I would like to know how to create a Python function inside another Python function using C? Try something like this:
static PyObject *func(PyObject *self, PyObject *wrap) { // METH_O
PyObject *newfunc(PyObject *self, PyObject *args, PyObject *kwds) = { return PyObject_Call(wrap, args, kwds); }
return newfunc;
}
But the compiler expects another expression. I would like to know (or some clues) to advance my project, How to create a function inside another python function using C?
CodePudding user response:
C does not have closures. You cannot create a C function inside another C function and give it access to local variables from the function that defined it. Even if you could, the new C function would not be directly usable as a Python function.

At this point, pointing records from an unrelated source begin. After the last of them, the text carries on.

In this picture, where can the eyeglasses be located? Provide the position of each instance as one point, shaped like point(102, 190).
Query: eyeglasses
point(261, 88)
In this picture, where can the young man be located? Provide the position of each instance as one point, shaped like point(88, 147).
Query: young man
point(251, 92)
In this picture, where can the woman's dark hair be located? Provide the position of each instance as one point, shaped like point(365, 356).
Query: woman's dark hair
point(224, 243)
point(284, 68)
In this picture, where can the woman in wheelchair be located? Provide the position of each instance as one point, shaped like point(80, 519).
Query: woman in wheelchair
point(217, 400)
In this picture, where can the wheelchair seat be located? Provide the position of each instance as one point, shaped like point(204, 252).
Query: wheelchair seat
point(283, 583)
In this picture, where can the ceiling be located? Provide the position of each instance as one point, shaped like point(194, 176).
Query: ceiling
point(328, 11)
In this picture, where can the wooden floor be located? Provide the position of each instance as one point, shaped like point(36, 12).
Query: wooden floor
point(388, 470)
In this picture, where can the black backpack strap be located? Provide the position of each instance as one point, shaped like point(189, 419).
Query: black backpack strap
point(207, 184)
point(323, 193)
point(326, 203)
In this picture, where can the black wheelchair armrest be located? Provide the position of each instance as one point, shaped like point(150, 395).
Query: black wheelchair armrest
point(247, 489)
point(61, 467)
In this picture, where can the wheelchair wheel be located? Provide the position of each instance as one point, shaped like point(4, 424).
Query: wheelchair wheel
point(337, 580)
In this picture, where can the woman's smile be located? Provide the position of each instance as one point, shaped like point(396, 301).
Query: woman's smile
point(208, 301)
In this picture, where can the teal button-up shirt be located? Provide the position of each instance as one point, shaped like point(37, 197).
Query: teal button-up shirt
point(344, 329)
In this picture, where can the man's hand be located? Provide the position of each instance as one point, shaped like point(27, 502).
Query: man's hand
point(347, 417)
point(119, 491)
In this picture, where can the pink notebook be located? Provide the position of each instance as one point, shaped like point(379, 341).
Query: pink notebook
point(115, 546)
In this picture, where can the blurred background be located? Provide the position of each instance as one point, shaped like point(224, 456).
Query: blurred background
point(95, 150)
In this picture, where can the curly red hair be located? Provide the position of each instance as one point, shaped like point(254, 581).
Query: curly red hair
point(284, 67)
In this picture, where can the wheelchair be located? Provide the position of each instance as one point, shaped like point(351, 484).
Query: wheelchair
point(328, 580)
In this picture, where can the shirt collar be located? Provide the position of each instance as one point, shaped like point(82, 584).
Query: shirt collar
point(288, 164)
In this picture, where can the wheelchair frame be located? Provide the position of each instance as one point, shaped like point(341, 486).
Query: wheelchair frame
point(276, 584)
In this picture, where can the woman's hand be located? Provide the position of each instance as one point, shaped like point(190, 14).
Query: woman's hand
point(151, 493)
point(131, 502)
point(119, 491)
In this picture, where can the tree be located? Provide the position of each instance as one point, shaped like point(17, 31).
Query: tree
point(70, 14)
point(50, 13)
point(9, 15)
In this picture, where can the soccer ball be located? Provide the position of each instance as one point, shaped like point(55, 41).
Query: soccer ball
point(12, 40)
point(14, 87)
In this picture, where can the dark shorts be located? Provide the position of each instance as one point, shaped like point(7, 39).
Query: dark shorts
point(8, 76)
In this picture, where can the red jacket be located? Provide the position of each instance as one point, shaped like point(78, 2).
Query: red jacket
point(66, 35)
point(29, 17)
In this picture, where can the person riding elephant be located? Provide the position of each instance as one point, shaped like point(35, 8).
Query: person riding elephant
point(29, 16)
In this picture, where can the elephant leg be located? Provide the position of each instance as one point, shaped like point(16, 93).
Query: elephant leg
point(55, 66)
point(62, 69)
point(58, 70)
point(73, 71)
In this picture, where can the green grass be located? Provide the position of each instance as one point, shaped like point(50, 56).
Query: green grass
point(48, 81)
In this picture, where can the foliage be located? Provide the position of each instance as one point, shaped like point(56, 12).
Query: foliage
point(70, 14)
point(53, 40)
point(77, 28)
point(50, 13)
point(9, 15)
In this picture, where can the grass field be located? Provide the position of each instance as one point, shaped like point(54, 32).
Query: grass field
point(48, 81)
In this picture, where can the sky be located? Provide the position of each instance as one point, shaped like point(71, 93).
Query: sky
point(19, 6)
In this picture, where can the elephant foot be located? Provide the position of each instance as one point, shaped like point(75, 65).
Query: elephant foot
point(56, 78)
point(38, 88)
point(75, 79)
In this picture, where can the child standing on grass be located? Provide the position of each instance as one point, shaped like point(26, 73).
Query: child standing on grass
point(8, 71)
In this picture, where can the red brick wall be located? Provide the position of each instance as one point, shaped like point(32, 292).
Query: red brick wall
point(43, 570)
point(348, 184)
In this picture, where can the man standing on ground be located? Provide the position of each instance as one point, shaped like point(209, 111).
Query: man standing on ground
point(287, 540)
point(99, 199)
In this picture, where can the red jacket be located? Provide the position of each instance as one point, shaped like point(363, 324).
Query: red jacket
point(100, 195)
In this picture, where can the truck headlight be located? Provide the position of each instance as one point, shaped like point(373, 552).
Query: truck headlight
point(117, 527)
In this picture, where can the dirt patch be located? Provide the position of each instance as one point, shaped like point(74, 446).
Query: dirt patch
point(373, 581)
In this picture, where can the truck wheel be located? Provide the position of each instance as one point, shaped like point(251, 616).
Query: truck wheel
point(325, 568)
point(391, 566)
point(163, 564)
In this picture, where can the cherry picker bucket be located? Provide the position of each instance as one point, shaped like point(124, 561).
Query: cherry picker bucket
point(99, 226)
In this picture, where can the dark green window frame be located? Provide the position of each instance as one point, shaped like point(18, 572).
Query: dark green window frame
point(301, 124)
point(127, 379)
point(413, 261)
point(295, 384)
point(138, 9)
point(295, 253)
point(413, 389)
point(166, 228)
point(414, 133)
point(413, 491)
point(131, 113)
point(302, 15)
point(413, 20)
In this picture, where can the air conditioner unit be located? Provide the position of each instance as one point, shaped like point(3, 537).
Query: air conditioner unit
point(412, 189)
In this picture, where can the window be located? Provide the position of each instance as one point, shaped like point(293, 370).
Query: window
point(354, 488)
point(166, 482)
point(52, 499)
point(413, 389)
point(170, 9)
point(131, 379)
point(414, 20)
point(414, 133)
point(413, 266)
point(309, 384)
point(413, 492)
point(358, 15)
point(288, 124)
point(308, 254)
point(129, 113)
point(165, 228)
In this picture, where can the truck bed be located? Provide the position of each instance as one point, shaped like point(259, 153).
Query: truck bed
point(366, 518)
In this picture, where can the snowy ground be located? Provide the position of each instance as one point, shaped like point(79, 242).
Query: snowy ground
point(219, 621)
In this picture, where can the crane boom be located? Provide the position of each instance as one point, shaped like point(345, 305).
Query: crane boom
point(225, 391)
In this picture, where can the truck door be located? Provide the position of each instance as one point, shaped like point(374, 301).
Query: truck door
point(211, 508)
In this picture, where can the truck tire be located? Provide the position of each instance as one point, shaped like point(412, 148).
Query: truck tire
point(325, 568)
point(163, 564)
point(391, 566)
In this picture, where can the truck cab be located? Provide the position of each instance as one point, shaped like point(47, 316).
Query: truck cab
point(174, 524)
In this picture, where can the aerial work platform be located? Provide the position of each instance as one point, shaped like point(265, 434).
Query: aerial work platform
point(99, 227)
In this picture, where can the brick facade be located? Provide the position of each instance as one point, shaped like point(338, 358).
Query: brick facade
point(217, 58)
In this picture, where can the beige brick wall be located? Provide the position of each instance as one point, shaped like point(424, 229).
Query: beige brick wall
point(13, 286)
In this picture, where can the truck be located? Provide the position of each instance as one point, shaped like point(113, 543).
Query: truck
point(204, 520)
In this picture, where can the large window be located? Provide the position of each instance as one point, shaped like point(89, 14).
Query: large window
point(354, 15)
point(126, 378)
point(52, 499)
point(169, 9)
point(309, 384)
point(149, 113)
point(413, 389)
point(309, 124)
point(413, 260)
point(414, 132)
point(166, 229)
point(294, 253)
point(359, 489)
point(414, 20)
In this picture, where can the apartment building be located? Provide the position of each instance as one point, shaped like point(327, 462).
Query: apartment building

You can write Python classes in the Python C API, and this is the usual way to write Python decorators in C. For example, instead of writing
def decorator(func):
def wrapper(*args, **kwargs):
return func(*args, **kwargs)
return wrapper
a decorator written in C would look more like the C API equivalent of
class decorator:
def __init__(self, func):
self.func = func
def __call__(self, *args, **kwargs):
return self.func(*args, **kwargs)
A full, detailed guide on how to create Python classes in C would be beyond the scope of this answer. See the previously linked documentation for a tutorial, and note that the C-level hook for __call__
is the tp_call
slot.
You can look at the C implementation of functools.partial
for an example, either the old 3.6 implementation for a simple example or a more recent version if you want to get fancy with the new vectorcall mechanism.